New Perfume Review Masaki Matsushima Matsu Sunshine- Before the Steamroller

There are perfume brands which sometimes just miss their window. As independent perfumery rapidly expanded in the 2000’s there was a corresponding vitality of ideas. With the internet connecting the world a smaller outfit could design to a specific sensibility. This was really the definition of niche in those early days of it.

Those of us who lived around NYC had a special place to find fragrance. The Japanese department store Takashimaya was one of the best perfume destinations in all of Manhattan. Their selection was like no other featuring Japanese-based labels throughout the store. One of those in the perfume department was Masaki Matsushima. These were some of the earliest examples I encountered of transparent minimalist styles. There were some which still remain the best examples I own. After Takashimaya closed, I lost touch with the brand until last year. A new era was beginning as perfumer Jerome di Marino took over from Jean Jacques who had composed the previous 40. That first release under the new creative team was a transparent concrete garden. It felt like this was the time and place for the Masaki Matsushima aesthetic to flourish. Masaki Matsushima Matsu Sunshine is an example of the good and not so good in current perfumery.

Jerome di Marino

The good is the fruity floral two-thirds which opens things. Mr. di Marino creates a summer reverie that is ideal. He begins with the fruit pairing of lemon and fig. I found this to be a fascinating give and take of the tartness of the citrus and the creamy fleshiness of the fig. It kind of reminded me of summer pudding made of the two fruits. Jasmine and frangipani add some lift to an already opaque fruitiness. This felt like a daydream during this part.
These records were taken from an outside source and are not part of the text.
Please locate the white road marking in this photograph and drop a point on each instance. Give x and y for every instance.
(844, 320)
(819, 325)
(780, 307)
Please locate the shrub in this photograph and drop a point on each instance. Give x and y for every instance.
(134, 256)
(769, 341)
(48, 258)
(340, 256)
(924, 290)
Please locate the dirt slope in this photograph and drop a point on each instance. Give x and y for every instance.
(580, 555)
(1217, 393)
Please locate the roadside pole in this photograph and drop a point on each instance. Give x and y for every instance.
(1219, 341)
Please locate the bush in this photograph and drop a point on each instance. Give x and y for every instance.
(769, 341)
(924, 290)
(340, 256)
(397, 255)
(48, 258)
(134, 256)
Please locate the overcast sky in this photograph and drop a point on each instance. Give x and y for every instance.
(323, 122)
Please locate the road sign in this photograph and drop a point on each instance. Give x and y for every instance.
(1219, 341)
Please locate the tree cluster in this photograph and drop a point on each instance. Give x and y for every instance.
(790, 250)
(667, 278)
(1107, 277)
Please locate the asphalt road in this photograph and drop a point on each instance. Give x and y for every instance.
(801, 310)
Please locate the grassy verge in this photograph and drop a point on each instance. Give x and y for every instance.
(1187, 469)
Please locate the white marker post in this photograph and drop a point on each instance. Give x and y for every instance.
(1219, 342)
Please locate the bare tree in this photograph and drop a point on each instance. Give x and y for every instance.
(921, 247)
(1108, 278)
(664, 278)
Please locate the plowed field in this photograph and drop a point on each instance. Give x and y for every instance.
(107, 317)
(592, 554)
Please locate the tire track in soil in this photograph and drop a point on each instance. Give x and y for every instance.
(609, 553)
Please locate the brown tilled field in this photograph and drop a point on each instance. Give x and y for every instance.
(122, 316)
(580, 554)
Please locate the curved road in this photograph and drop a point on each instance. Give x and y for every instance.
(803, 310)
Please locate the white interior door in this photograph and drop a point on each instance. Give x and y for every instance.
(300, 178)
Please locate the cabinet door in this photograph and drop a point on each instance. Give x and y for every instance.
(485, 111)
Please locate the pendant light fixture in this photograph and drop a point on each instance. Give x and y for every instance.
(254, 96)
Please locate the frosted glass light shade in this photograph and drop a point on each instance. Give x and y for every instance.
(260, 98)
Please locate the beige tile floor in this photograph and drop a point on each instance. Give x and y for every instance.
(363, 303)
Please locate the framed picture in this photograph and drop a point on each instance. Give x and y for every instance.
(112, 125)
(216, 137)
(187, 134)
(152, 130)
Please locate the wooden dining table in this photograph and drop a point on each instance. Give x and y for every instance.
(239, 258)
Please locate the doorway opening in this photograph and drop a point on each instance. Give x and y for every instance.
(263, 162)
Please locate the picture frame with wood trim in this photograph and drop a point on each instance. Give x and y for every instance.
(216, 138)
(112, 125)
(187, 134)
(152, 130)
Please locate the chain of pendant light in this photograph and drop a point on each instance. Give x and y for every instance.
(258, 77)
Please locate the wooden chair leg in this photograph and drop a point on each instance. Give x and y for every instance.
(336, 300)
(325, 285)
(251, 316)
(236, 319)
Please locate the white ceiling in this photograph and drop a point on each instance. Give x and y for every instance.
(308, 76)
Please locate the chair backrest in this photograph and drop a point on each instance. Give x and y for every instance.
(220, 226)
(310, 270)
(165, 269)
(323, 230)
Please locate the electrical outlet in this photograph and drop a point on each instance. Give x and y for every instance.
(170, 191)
The not so good is the base accord is dominated by ambroxan. It acts like a summer thunderstorm of synthetic woodiness driving all the good that came before under cover. This is a place where using ambroxan just destroys what is so promising. I know it is there to provide longevity but that is a problem because under other circumstances I could re-apply. Not here, the ambroxan just lasts and lasts without letting anything else have space.

Matsu Sunshine has 10-12 hour longevity most of which is the ambroxan and average sillage.

I keep finding really compelling perfumes which are as good as it gets only to have them steamrolled by ambroxan. Matsu Sunshine is one of them.

Disclosure: this review is based on a sample provided by Masaki Matsushima.